In October 1985 many people were killed in Ayacucho and women were raped, but nobody protested. Two groups of us decided to demonstrate in front of Comando Conjunto… since the people… living in Ayacucho felt too vulnerable to do so… [Later we] decided to make an arpillera of our action to show that we do not condone such brutality.

‘Rape is a Crime’ denounces sexual violence and displacement in Ayacucho through its depiction of resistance and solidarity with those unable to make their voices heard.

quilt cole 3
‘Violencia Doméstica / Domestic Violence’, Peruvian arpillera, MH, Mujeres Creativas Workshop, 2008, Photo: Colin Peck, © Conflict Textiles.

‘Violencia Doméstica’ (Domestic Violence) is another arpillera produced in the Mujeres Creativas workshops and responds to the contemporary context. The piece is divided into three sections. In the first, we are shown a scene of domestic violence within the home. The second shows the neighbours seeking justice at the local police station. Later, with the police unwilling to take further action, members of the community decide to enact their own justice. In the final panel, the man is tied to a tree and holds a sign which reads “I will not beat again”.  

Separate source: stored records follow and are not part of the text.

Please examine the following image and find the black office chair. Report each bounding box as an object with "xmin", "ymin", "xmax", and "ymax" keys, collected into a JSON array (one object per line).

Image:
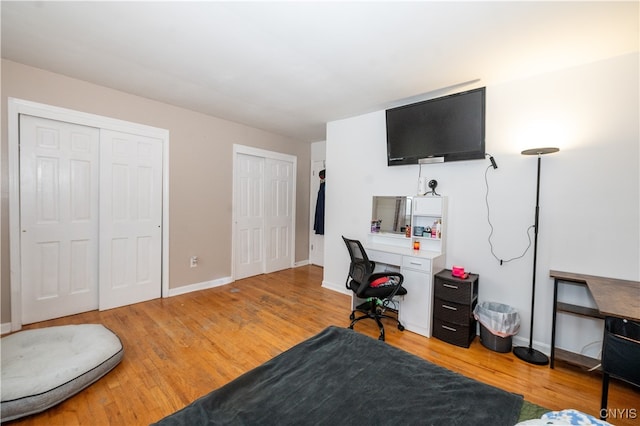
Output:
[
  {"xmin": 600, "ymin": 317, "xmax": 640, "ymax": 420},
  {"xmin": 342, "ymin": 237, "xmax": 407, "ymax": 341}
]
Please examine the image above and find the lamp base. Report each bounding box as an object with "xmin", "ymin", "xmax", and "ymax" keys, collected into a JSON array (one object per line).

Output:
[{"xmin": 513, "ymin": 346, "xmax": 549, "ymax": 365}]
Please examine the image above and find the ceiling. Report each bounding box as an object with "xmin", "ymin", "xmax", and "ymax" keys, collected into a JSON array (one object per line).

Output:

Responding to the prevalence of domestic violence in Peru, the arpillera again speaks to a wider discussion among the group on issues of gender-based violence, and signals toward community action toward justice.

Conflict Textiles are therefore a promising site to learn (and unlearn) our ways of knowing SGBV. Untangling narratives of victimhood, together the arpilleras stitch a continuum of gender-based violence. As textile testimonies to a range of gender-based violence, arpilleras bring women’s voices, agency, solidarity and resistance to the fore. 

 

Dr Lydia Cole (@LydiaCCole) is a Postdoctoral Research Associate at Durham University on ‘The Art of Peace: Interrogating community devised arts-based peacebuilding’. Completing her doctoral research at Aberystwyth University in 2018, her research engages at the intersections of feminist international relations theory, critical peace and conflict studies, and visual, creative and participatory research methods. Lydia’s research on gendered violence and conflict textiles has been published in journals including International Feminist Journal of Politics and Critical Military Studies. She has also co-curated exhibitions including Stitched Voices / Lleisiau wedi eu Pwytho and Threads, War and Conflict.